= Flaxman Low =

Fictional occult detective

Flaxman Low is a fictional character created by British authors Hesketh Hesketh-Prichard and his mother, Kate O'Brien Ryall Prichard, published under the pseudonyms "H. Heron" and "E. Heron". Low is credited with being one of the first occult detectives in fiction, and appears in a series of twelve short stories, first published from 1898 to 1899.

==Description==
In the fictional stories, Flaxman Low is a pseudonym for "one of the leading scientists of the" Victorian era," whose real name is not disclosed. He is described as having been an accomplished athlete in his youth who turned his interests to a scientific study of the occult.

==Stories==
From 1898 to 1899, press baron Cyril Arthur Pearson published six Flaxman Low stories in his monthly Pearson's Magazine, though the authors were disconcerted to find the tales promoted by Pearson as "real". The collected work was published as Ghosts: Being the Experiences of Flaxman Low in 1899.

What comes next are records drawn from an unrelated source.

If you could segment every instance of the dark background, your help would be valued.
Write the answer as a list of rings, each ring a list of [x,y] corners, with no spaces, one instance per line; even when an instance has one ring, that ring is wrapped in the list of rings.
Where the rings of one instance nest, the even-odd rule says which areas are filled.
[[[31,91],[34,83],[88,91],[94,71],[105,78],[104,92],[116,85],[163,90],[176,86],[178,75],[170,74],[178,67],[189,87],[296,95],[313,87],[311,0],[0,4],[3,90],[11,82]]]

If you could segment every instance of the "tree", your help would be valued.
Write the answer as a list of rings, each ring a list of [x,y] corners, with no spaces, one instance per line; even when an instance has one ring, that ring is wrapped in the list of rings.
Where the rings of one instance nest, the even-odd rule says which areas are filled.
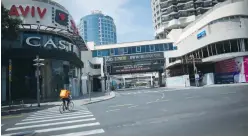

The stories are as follows:
- "The Story of the Spaniards, Hammersmith" (1898)
- "The Story of Medhans Lea" (1898)
- "The Story of the Moor Road" (1898)
- "The Story of Baelbrow" (1898)
- "The Story of Yand Manor House" (1898)
- "The Story of the Grey House" (1899)
- "The Story of Saddler's Croft" (1899)
- "The Story of Sevens Hall" (1899)
- "The Story of No. 1 Karma Crescent" (1899)
- "The Story of Konnor Old House" (1899)
- "The Story of Crowsedge" (1899)
- "The Story of Mr Flaxman Low" (1899)

===By other authors===
The Improbable Adventures of Sherlock Holmes (2009) includes a short story by author Barbara Roden, "The Things That Shall Come Upon Them", which teams up Flaxman Low with Sherlock Holmes who together investigate a haunted house mystery.